Kit: Huh. Glass jars have always broken in the the freezer for me, too. In three different freezers, in fact. I don't make enough jam at a time that it can't be stored in the refrigerator, though.

Gemma's person said...

I put my strawberry freezer jam in the freezer in plastic square containers that can be stacked.
Well , I did when I made it. It gives such a rich buttery flavor to ice cream. :)

cabinart said...

Would it be weird to thicken it with cornstarch if it didn't get to the sheeting stage?
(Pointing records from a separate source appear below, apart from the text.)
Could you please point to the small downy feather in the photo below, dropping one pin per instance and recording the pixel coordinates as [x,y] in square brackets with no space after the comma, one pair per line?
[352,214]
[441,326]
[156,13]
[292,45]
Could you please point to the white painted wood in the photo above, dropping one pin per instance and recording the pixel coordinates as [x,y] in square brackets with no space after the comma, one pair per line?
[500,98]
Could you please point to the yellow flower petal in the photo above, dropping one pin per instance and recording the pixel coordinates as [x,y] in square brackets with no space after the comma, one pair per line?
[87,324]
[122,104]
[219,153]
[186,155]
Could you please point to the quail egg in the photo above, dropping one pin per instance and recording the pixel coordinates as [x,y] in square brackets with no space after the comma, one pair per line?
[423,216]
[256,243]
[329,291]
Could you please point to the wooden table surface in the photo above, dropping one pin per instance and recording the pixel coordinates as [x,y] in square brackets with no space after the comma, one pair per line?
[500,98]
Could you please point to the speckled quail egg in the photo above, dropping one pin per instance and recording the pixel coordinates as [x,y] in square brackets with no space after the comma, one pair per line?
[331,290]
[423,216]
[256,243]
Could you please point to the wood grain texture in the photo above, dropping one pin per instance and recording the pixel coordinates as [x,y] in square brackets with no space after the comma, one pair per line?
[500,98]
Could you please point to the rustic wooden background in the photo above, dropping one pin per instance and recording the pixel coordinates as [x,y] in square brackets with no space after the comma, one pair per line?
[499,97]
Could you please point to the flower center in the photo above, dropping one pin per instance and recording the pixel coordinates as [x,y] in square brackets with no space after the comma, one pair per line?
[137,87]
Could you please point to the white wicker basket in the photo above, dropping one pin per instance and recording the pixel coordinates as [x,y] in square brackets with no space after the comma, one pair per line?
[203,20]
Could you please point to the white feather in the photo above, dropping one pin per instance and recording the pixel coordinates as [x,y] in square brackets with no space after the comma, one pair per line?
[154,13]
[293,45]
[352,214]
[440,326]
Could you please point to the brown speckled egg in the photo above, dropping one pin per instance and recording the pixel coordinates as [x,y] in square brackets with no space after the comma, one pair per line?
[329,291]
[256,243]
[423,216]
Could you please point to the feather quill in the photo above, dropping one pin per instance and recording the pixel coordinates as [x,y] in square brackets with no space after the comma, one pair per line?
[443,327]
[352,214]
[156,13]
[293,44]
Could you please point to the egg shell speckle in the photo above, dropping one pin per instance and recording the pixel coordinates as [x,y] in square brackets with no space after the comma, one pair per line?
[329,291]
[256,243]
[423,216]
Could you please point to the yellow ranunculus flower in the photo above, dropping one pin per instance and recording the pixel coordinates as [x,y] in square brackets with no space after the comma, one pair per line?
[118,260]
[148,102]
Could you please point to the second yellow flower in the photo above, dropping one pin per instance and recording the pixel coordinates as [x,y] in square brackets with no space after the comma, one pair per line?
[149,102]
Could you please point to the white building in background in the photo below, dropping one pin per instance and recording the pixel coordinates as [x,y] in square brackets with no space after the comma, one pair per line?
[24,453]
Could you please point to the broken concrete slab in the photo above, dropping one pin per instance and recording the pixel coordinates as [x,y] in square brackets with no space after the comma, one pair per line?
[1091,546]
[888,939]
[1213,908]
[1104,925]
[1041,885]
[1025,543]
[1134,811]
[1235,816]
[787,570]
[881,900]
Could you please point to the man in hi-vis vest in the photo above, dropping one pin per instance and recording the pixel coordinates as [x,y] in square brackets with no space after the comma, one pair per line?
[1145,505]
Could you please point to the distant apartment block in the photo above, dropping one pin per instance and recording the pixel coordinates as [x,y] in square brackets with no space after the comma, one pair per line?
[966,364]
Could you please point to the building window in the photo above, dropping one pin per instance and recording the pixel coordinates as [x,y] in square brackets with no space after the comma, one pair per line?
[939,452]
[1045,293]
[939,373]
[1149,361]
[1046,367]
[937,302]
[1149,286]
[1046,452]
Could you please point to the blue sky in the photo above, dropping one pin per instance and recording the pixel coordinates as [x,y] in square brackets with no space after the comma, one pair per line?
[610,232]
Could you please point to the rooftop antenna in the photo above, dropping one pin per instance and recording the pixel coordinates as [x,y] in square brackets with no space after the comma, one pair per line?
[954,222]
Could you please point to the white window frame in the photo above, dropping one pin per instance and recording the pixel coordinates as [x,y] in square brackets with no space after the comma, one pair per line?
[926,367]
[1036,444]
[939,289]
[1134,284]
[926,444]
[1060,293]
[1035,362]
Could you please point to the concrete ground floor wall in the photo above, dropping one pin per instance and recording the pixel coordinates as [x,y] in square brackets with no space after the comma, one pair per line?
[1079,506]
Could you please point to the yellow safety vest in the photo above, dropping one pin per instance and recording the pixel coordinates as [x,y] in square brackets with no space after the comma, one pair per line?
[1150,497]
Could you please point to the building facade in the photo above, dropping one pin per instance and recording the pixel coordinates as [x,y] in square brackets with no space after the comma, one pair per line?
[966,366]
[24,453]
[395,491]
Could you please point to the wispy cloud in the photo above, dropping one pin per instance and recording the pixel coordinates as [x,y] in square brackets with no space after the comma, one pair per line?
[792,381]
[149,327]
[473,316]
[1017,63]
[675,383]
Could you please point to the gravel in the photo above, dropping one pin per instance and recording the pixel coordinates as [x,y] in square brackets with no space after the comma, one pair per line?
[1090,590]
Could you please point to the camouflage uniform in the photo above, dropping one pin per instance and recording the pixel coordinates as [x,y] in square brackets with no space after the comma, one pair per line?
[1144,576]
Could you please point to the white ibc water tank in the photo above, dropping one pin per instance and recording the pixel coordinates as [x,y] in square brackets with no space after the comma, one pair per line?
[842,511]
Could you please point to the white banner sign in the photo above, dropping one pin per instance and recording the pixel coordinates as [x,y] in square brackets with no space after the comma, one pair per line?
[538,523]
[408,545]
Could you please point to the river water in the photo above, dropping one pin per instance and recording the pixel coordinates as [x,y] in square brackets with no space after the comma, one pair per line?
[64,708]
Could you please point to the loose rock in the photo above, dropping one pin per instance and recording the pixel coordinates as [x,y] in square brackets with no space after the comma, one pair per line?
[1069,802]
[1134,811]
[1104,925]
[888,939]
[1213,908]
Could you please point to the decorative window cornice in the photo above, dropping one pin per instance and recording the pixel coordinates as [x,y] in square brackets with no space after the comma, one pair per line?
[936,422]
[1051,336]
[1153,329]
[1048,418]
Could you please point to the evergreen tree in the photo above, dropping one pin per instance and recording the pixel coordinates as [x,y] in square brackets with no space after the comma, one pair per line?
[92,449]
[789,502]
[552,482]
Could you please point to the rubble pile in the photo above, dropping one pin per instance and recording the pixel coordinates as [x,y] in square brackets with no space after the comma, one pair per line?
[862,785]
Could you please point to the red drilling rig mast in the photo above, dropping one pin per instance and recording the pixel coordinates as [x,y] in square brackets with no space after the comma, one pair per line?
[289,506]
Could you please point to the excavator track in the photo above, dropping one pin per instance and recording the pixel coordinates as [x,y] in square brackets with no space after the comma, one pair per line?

Kristin @ Going Country said...

cabinart: I feel like that would be weird. The consistency of jam is more like a very soft candy; cornstarch is more sludgy. I think it might also muddy the taste. However, I've never tried it, so it might be worth experimenting.

Karen. said...

cabinart: My input on that is that cornstarch will make it end up like pie filling. It's very different. Also, cornstarch is not a good ingredient if you process jam (like in a waterbath canner). You could use cleargel in a pinch, but imo pectin (which usually is apple-based) is better than cleargel in spite of the flavor modification.

Jeanie said...

I started making jam from scratch, without pectin, when I realized how much more sugar is required when you use pectin. Cooking takes longer, but I think the resulting jam is less sweet, and has a more concentrated fruit flavor. Highly recommended.